2. The "Celebration Tree"
Traditionally, pine trees were thought to symbolize new beginnings. In places like Holland and Switzerland, couples would plant a tree at their new house for good luck. We love the idea of a bride and groom doing this together either the day before the wedding or after they return home.
3. Serving a groom's cake
If you know anything about me, I love Pizza and Cake which is why I think a Groom's cake is a wonderful idea! This tradition started in Victorian England, when there would be a wedding cake for the guests, a groom's cake for the groomsmen and a bride's cake for the bridesmaids. More cake = Better weddings!
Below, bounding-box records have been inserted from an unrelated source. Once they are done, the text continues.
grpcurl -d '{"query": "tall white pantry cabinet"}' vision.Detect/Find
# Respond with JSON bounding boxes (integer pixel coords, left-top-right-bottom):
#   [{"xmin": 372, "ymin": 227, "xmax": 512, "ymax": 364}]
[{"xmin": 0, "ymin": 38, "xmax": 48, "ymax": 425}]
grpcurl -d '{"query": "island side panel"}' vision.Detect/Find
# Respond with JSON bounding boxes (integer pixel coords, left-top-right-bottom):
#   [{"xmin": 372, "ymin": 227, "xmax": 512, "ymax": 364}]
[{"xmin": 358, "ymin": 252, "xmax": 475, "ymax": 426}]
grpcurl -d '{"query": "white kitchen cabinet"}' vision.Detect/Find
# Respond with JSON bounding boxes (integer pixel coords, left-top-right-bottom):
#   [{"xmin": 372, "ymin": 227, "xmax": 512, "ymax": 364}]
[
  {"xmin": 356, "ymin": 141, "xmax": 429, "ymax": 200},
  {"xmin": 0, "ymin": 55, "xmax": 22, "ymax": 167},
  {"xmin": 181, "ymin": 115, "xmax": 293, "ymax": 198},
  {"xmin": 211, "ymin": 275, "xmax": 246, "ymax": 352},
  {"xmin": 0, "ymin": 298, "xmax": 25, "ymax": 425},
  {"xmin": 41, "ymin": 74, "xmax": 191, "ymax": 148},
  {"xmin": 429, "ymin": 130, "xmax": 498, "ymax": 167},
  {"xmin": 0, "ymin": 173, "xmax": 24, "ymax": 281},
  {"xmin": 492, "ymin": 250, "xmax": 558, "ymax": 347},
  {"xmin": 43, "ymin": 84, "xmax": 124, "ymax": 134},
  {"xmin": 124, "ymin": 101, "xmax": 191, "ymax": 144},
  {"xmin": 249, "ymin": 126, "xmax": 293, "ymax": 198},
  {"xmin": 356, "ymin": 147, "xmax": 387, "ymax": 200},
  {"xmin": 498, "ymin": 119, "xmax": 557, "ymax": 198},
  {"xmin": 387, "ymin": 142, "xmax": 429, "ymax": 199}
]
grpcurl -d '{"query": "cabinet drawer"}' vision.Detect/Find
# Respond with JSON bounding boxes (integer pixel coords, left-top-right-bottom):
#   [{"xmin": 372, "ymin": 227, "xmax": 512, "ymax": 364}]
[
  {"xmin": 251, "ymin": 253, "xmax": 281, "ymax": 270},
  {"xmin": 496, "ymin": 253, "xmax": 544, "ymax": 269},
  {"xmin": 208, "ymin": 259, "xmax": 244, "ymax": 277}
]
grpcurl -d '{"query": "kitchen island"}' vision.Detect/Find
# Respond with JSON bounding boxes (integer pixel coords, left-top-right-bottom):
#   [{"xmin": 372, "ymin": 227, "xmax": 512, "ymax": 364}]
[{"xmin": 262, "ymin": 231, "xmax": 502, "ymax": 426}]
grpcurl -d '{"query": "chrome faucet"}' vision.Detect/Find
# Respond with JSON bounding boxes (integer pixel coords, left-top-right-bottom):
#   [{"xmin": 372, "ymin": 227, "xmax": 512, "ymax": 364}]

Veils used to be thought as a sign of purity and to ward off bad spirits. I truly believe that a veil is what makes you feel like a "bride" on your wedding day. If only for the Ceremony, I think veils should be a tradition that is never lost. And... they look great in photos!
5. Burying the bourbon
Folklore says that an engaged couple who wants to secure sunny skies on their wedding day, they needed to bury a bottle of bourbon at their wedding site exactly one month prior to the ceremony. Of course, on the day of the wedding, the bottle was then dug up to join the lineup of beverages available at the reception.
There is deep symbolism behind the phrase “tying the knot.” It refers to an old Irish and Scottish ritual called hand-fasting. The officiant ties the couple’s hands together with a brightly colored ribbon or cord. The rope symbolizes that the couple is bound together with an eternal bond. If you want to personalize this Ceremony, have the parents of the Bride and Groom tie the cords.
7. Choosing meaningful flowers for your Bouquet
Many people choose flowers for their bouquet based on a certain color scheme. But why not copy the royals, and choose a few flowers that have a more significant meaning? For example, peonies mean romance, prosperity, good fortune, a happy marriage, riches, honor, and compassion. Roses are most commonly associated with love and romance. The Magnolia flowers are symbols of dignity, purity and beauty.
8. Carry a coin for Good luck
Brides used to put a sixpence in their shoes or sew a good luck charm or like a silver horseshoe onto their dresses. We love this because it’s charming and intimate.